Godric, Helga, Rowena ve Salazar duyduklarına inanmıyorlardı. Gerçekten Hermione Granger ve Draco Malfoy mu demişti karşılarında duran cesur ve kararlı kadın? Yoksa bu sadece hayal gücümüydü? Hiç biri kehaneti unutmamıştı. Unutulabilecek bir şeyde değildi zaten. Helga'nın rüyasından sonra bir kaç gün boyunca kendilerine gelememişlerdi. Bu kehanete inanmaları gerekiyordu... inanmak ve sadece kehanetin gerçeklemisini beklemek. Ve bunu kimseye anlatmayacaklarına söz vermişlerdi. Eğer birisi bu kehaneti öğrenirse daha da kötü olabileceğini tahmin edebilirlerdi...

Draco adım atmaya karar vererek, eşinin yanına gelmişti. Beklenen an gelmişti. Çok uğraşmışlardı ama sonunda olmuştu işte. Sonunda başardılar. Yine Hermione sayesinde.
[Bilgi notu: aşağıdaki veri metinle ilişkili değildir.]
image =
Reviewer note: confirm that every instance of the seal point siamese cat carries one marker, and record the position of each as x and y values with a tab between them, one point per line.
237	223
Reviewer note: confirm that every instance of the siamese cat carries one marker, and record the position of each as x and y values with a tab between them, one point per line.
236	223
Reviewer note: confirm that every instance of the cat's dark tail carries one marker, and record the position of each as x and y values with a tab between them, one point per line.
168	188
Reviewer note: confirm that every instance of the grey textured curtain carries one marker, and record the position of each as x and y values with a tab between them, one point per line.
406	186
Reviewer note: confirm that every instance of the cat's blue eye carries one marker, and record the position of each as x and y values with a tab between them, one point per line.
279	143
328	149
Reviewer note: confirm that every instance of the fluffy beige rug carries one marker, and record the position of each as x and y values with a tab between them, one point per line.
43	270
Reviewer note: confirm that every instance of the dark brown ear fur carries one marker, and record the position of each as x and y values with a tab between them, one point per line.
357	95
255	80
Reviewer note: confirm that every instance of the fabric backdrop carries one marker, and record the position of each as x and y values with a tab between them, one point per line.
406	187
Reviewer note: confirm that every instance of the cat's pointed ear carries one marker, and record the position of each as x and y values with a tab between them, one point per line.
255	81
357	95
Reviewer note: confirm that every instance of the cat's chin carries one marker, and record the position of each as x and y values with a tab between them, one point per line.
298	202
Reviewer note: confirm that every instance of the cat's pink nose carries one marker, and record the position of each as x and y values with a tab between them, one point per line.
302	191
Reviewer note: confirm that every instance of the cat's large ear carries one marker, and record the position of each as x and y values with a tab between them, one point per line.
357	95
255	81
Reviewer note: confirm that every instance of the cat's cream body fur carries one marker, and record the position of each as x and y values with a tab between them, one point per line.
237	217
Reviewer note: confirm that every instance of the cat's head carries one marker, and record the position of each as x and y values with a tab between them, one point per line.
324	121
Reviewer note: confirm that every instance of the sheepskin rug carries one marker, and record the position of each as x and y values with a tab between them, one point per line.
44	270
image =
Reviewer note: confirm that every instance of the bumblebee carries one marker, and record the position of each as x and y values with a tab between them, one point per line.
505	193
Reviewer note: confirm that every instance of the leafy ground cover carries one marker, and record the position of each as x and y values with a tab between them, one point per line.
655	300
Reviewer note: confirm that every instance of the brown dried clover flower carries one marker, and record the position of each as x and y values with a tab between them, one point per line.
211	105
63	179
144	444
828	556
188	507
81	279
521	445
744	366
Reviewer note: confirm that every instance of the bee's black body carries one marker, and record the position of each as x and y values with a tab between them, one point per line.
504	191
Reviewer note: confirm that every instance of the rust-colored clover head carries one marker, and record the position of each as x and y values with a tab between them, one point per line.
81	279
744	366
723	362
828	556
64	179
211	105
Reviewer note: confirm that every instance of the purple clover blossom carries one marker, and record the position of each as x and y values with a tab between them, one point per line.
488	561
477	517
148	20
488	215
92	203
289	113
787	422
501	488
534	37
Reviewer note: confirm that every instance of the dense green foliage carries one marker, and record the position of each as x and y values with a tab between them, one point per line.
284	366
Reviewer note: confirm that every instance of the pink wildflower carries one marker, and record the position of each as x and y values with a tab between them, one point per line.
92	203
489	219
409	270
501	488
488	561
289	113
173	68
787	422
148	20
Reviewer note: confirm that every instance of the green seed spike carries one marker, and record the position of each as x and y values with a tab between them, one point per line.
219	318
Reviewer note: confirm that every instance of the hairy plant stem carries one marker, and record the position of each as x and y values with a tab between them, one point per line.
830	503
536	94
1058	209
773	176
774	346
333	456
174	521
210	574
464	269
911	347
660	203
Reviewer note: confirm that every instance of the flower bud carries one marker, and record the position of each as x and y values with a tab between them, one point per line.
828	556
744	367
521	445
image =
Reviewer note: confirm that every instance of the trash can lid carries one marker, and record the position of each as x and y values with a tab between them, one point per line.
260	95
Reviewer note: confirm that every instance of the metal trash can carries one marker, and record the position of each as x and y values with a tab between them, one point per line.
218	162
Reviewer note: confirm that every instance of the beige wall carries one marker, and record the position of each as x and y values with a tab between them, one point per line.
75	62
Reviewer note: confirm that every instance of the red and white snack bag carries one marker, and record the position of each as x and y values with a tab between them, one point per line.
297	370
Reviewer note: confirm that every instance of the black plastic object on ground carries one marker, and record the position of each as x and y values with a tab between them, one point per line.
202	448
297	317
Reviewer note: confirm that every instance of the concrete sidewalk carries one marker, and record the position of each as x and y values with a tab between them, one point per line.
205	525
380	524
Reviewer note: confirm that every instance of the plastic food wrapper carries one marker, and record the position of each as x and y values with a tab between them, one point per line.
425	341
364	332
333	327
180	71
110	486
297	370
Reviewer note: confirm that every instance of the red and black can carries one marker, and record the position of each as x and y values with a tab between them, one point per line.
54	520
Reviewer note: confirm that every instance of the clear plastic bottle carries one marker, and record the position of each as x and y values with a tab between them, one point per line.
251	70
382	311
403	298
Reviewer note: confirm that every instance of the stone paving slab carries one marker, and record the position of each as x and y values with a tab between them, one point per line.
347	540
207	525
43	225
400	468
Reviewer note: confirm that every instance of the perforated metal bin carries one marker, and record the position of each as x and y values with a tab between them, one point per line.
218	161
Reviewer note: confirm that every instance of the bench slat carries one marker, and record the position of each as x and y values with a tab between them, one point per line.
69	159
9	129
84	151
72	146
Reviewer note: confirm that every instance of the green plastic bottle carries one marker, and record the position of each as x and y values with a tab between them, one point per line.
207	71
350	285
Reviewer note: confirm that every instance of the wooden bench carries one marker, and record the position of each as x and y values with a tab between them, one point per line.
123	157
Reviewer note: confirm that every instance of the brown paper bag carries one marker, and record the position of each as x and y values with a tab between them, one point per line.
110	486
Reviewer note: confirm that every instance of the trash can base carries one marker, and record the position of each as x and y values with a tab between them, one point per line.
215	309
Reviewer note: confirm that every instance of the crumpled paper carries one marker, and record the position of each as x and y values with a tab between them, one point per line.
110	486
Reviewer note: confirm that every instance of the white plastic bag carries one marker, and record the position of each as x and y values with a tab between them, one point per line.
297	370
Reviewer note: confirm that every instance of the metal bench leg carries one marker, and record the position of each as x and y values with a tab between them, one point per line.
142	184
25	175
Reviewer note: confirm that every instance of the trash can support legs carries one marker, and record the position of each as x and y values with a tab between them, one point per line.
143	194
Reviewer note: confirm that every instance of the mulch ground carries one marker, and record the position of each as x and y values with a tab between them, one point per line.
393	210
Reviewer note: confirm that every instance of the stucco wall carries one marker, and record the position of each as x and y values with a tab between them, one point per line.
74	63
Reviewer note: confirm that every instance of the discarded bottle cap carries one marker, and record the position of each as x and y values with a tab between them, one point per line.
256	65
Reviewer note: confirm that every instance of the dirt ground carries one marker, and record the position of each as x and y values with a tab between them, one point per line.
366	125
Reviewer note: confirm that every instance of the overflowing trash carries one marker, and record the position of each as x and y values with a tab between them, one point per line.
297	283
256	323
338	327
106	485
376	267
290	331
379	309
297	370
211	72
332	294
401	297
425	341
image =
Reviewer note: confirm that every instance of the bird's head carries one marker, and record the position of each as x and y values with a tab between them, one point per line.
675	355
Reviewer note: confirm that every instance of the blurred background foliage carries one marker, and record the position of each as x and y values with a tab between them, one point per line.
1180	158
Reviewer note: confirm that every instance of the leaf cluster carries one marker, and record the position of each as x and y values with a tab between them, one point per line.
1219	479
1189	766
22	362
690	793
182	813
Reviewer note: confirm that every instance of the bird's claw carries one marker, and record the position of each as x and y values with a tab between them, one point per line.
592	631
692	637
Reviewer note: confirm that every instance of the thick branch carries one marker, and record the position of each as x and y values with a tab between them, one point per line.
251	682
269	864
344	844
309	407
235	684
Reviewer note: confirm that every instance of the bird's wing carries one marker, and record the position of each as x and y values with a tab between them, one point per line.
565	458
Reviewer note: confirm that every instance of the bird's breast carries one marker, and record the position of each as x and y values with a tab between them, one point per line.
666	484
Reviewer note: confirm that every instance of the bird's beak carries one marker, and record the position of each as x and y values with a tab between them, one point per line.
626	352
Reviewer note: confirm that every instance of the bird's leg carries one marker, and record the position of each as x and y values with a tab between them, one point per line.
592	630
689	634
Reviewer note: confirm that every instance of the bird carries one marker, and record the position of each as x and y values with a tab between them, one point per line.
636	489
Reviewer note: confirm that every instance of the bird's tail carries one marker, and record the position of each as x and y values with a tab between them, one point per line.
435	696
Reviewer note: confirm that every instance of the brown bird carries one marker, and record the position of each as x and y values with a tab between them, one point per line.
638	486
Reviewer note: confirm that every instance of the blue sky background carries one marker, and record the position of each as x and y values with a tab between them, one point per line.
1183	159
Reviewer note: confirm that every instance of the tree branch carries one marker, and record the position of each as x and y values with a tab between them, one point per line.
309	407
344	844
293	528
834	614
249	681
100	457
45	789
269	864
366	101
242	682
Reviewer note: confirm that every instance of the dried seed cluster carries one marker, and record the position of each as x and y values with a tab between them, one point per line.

O olmasa bunu başaramazlardı. Ama oğlu Scorpius'ün de çok katkısı vardı. Oda annesi kadar zekiydi. Hermione cesaretli olmasına rağmen titriyordu. Heycandan mı yoksa korkudan mı, onu Draco anlıyamıyordu. Ama onun yanında olduğunu göstermek için eşinin elini tuttu. Hermione ise elinde birden sıcaklık hissetti... Draco. O iyi ki burda. Iyi ki. Onu kaybettiğini zannetmişti.. Draco'nun acı çektigini ve bağırmalaranı buraya gelmeden önce duymuştu fakat elinden bir şey gelmemişti. Sonra uzun bir sessizlik olduğunu fark etmişti. Kalbinin hızlı attığını hissederek telaşlanmaya başlamıştı. Ama çocuklarının yanında kalması gerekiyordu. Ne olursa olsun onların yanında kalmak... Draco ile kendi aralarında buna söz vermişlerdi... Zaman döndürücü ile Hogwarts'ın dört büyücülerin yanlarına gitmeleri gerekiyordu. Fakat tanıdığı ve bildiği normal zaman döndürücüden tamamen farklıydı.

- Anne...

Ona Rose sesleniyordu. Hermione yine daldığını anlamıştı. Bu aralar çok oluyordu. Iyi ki Rose bu hallerini anlıyordu...

- Hermione Granger ve Draco Malfoy... fısıldadı Helga.

Fakat bunu Scorpius duymuştu ve ilk kez konuştu:

- Hayaletler görmüş gibisiniz dedi alaycı bir şekilde.

- Dalga geçmenin sırası değil Scorpius! kızdı babası.

- Nerden geliyorsunuz ?

Bunu soran Godric'ti. Aslında arkadaşlarının bu soruyu sormaya cesaretleri olmadığını anlamıştı. Hepsi korkuyordu. O da korkuyordu...

- Söylesek bile inanır mısınız bilmiyorum cevap verdi Hermione.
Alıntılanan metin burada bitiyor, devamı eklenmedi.